Writers are often told that they should write in their “authentic voice.” That concept is bullshit, but when you have to actually say the words out loud in order, it’s a lot harder to put on some kind of fake writerly persona that you cobbled together from reading other people’s work. Or at least it is for me, as I am a terrible actress.

Dictating my drafts also requires me to think before I speak. Which is something that I confess I do not always do and could certainly use practice at.

President Truman at work at his desk in the Oval Office, dictating to his secretary, Rose Conway.

Dictation has a long and robust tradition. (Here is where I make a note to myself, as I’m walking through the park, to look up examples of famous works that were dictated when I get back to a computer. I’m sure there are some. And this is, of course, a downside of dictation.) John Milton, the famed author of Paradise Lost, dictated that work to various helpers between 1658 and 1664. Henry James dictated some of his later work, although maybe that’s not a great example because critics tend to consider those works far inferior to his non-dictated output. Dostoevsky dictated much of his work to a secretary named Anna Grigorievna who he eventually fell in love with and married. Winston Churchill dictated the entirety of his book A History of the English Speaking People.

And yet, despite all of its benefits, dictation seems to have fallen into a strange technological crack. I’m sure there are plenty of men out there who still dictate drafts to their secretaries, but it feels a bit old-fashioned and has that slight aftertaste of sexism left over from a time when women could only be secretaries. I admit it does sometimes feel a bit Don Drapery to speak to someone or something and ask it to write down your words for you. Especially at a time when we can all type for ourselves and we all have these fancy schmancy computer devices. 

And dictation to a computer hasn’t quite caught on either. My phone isn’t always that good at figuring out what exactly I’m trying to say. For example in the above paragraph when I said “Don Drapery,” the computer thought that I was saying “Dawn drapery.” Like a curtain made out of a poor woman named Dawn. Dictated drafts, just like any drafts, need proofreading. But I find the weird misunderstandings somewhat delightful.

For example, sometimes when dictating this very draft the iPhone thought that instead of saying dictation I was saying the kishin. I didn’t know what the word kishin was so I had to go look it up. Apparently a Kishin is a Japanese word that means basically “ogre god.” I consider this a net positive for dictation though, because now I get to read stories about Kishin.

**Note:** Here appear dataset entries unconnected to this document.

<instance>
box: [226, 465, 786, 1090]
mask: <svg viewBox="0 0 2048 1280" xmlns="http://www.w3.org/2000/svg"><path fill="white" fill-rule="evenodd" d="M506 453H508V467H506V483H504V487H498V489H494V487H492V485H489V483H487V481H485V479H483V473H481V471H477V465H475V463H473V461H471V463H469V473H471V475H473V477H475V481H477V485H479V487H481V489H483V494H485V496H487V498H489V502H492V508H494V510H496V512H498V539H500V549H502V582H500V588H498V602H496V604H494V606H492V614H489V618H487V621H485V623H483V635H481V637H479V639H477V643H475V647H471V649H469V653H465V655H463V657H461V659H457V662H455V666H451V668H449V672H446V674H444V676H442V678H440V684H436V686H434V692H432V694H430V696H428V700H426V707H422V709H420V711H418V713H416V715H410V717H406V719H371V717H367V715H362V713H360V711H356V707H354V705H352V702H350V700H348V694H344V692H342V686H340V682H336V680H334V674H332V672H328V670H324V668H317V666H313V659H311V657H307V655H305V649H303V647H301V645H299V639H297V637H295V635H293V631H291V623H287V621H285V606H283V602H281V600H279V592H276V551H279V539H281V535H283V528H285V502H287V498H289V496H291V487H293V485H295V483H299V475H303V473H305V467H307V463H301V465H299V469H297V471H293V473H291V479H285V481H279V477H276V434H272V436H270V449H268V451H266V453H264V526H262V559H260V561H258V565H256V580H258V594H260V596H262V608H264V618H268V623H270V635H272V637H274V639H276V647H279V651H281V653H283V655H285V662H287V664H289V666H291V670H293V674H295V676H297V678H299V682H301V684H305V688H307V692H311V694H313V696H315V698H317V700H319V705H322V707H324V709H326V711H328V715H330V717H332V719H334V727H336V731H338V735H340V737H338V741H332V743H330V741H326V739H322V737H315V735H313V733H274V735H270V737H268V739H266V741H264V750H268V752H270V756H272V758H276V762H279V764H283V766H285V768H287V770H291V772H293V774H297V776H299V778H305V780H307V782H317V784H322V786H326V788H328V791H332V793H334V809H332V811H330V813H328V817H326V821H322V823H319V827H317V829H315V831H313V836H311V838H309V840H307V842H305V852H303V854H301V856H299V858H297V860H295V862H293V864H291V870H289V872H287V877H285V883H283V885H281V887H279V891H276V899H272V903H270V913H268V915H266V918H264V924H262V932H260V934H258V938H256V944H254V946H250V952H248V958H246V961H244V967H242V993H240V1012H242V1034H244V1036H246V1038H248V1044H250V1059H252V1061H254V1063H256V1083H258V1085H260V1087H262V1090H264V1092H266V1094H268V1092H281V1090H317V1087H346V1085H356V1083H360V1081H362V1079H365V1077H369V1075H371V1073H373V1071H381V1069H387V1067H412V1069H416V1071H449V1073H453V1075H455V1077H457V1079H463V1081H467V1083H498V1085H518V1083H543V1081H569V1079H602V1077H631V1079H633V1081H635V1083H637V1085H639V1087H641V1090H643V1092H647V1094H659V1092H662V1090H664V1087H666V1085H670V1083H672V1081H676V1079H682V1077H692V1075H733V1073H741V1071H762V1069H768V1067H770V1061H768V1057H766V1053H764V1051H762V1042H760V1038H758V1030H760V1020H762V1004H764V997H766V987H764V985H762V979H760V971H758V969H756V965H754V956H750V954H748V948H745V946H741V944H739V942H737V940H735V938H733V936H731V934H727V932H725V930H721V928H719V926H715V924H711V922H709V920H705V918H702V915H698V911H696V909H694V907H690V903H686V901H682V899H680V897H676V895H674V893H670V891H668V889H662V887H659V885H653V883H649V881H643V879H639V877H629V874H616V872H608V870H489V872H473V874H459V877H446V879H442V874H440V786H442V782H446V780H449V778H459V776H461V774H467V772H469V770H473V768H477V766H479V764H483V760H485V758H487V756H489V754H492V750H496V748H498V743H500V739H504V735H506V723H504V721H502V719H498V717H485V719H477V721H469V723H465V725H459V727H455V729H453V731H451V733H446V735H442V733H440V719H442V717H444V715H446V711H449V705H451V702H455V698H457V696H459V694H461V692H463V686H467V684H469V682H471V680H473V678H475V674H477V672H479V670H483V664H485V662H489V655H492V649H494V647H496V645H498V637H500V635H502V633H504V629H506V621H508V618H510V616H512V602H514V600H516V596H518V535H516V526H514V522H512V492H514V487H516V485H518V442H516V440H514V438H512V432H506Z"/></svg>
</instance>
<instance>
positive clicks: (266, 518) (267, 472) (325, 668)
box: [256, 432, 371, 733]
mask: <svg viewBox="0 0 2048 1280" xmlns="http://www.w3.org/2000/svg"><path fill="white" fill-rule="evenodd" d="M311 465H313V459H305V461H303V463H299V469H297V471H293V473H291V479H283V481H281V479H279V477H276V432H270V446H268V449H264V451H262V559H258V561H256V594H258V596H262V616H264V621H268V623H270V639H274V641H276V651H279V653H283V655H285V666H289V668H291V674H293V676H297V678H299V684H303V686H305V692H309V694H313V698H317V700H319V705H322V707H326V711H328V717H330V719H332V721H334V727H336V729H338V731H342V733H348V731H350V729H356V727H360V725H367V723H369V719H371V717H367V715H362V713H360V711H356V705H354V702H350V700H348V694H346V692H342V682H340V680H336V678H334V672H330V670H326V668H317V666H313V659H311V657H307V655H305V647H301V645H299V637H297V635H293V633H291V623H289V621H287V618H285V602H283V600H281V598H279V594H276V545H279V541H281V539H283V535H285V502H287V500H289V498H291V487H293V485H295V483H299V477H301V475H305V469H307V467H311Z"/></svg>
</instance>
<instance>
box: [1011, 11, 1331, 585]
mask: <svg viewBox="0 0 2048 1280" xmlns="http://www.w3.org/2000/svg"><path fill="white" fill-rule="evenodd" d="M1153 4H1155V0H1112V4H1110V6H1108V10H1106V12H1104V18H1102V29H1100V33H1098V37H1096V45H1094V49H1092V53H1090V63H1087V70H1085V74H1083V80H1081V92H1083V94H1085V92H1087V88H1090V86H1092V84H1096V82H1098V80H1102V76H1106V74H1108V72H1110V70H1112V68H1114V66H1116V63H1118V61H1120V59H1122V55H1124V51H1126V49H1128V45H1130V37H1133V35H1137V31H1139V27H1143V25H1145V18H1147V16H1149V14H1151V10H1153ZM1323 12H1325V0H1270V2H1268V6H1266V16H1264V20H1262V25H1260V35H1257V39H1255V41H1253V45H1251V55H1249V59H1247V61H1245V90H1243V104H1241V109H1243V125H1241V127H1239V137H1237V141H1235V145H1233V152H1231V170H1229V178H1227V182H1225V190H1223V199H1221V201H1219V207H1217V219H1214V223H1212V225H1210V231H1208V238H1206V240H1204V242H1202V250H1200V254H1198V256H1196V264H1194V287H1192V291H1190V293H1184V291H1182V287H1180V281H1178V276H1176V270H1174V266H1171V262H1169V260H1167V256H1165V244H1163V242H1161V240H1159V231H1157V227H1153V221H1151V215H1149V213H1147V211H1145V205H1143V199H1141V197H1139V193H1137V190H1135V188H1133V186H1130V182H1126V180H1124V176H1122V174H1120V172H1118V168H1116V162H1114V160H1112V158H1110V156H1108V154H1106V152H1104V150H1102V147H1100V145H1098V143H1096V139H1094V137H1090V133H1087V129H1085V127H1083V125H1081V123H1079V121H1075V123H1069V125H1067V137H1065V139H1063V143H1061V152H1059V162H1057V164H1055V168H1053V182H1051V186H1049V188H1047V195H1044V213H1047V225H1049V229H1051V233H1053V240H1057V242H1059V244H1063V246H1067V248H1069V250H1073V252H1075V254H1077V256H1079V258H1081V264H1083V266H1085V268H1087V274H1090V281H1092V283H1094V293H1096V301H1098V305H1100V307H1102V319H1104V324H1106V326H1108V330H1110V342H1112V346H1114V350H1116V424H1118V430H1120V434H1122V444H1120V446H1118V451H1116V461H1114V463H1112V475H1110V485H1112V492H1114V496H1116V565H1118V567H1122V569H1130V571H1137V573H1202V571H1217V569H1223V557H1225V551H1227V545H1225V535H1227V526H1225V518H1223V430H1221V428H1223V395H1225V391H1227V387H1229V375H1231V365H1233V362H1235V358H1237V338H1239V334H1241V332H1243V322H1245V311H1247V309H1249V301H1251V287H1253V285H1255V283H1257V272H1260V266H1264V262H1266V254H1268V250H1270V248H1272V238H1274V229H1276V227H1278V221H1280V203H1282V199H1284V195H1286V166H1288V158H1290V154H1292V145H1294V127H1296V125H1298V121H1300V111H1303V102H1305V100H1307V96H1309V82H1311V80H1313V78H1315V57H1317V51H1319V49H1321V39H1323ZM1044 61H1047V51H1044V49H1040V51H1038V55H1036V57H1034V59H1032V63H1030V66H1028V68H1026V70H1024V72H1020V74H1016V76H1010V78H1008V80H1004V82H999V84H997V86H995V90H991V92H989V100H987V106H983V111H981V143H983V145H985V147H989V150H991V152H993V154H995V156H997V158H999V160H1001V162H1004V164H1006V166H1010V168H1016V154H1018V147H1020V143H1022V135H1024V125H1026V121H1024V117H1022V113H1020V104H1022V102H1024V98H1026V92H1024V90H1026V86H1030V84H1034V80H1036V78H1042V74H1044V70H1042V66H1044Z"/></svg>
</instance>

But beyond the simple question of how good the technology is at getting your words right, there is the bigger hurdle to consider: we still don’t really feel comfortable talking to our machines. Futurists argue that that is changing, that voice is the new technological medium, and that we will be talking to our machines more and more and more. As more people have smart devices in their homes, they’ll get more used to speaking to them. And the machines will get better at understanding what we’re saying.

Of course, plenty of modern writers dictate their work into fancy dictation software far more sophisticated than my bluetooth headset and iPhone setup. Dan Brown, the author of the Da Vinci Code, dictates his early drafts of novels. Richard Powers, author of the National Book Award-winning novel The Echo Maker, dictated his drafts. Maybe you already dictate your work anyway. If so, please let me join your club. 

And perhaps in the future, when we’re all chatting to our devices all the time, dictation will see the resurgence that I believe it so rightfully deserves.

 

Top Image: President Roosevelt Dictating Instructions to His Secretary, William Loeb

2 thoughts on “Long Live Dictation

  1. How timely this post is for me. Thank you! So many good points I’ve been pondering. Do you have a favorite app you use for recording? And what is your transcription process?

  2. At opposite ends of some scale or another, Peter Medawar, one of the clearest writers about science, wrote that good writing should sound like speech, and Barbara Cartland dictated her prolific output.